The Blackletter typefaces, sometimes called Oldstyle were the earliest created. They mimicked the style found in hand-copied manuscripts. These fonts can be hard to read because they are ornate and not always easily recognizable. In modern use, Blackletter typefaces are found on special documents such as announcements and diplomas.
Transitional typefaces evolved from the Blackletter typefaces. Unlike Blackletter typefaces, Transitional typefaces have clean, precise lines. Serifs are the small projections that appear at the ends of certain typefaces. The serifs in transitional typefaces are thin and flat, whereas the serifs in Blackletter typefaces are short and thick.
Decorative and Display
Typefaces that fall into this category do not share common characteristics of shape and form. Their common element is that they are unusual fonts that create mood and emphasis. Decorative and display fonts are not appropriate for body text because of legibility concerns. These fonts work best when used in a large size in titles, headlines or other short contexts.
Script typefaces mimic actual handwriting. Some Script typefaces use a dramatic flowing cursive style while others are more whimsical. The characters in Script typefaces may or may not have connecting letters. Script typefaces can be difficult to read, particularly when used for large blocks of text. Wedding invitations and other important announcements often use a Script typeface.
Typefaces in the Serif category, also referred to as Roman, are the most legible of all fonts. Serifs increase readability by “leading the eye along the line of type,” according to the Adobe Print Publishing Technical Guide. Because of their readability, Serif typefaces are very versatile and are used for many purposes. They are the most common typefaces for body text.

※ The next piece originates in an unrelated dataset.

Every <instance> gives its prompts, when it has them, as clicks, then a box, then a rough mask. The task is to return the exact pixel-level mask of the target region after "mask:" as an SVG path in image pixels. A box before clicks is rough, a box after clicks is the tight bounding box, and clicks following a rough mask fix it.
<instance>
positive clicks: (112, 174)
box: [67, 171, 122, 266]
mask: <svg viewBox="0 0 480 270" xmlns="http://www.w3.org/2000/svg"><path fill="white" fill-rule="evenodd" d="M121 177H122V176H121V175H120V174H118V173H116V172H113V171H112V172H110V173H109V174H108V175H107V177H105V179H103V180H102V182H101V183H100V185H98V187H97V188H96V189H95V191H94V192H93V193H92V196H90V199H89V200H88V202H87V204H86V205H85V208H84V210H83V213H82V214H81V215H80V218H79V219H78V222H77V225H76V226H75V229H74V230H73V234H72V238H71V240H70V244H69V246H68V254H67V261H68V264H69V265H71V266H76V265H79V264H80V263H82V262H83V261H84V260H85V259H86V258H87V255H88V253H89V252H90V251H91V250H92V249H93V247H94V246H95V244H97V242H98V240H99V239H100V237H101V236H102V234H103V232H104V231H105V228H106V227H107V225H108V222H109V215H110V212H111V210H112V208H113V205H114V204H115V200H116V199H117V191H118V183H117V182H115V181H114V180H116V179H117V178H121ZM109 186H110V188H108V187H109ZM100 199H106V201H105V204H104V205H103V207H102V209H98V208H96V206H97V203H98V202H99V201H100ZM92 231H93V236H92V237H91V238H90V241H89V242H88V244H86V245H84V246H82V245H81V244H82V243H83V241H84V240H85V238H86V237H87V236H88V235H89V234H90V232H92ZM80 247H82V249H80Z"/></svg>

Sans Serif typefaces are typefaces that do not have serifs. These typefaces have a very modern, clean look. While they are not considered as legible in large bodies of text, Sans Serif typefaces are often used for headlines and headings in documents as well as shorter pieces of body text.
The Slab Serif typefaces have serifs, but differ from Serif typefaces because the serifs are in the form of a block or square. Slab Serif typefaces do not have the same legibility as Serif typefaces; however, they are noted for attracting the eye’s attention. They often appear in advertisements, captions and headings.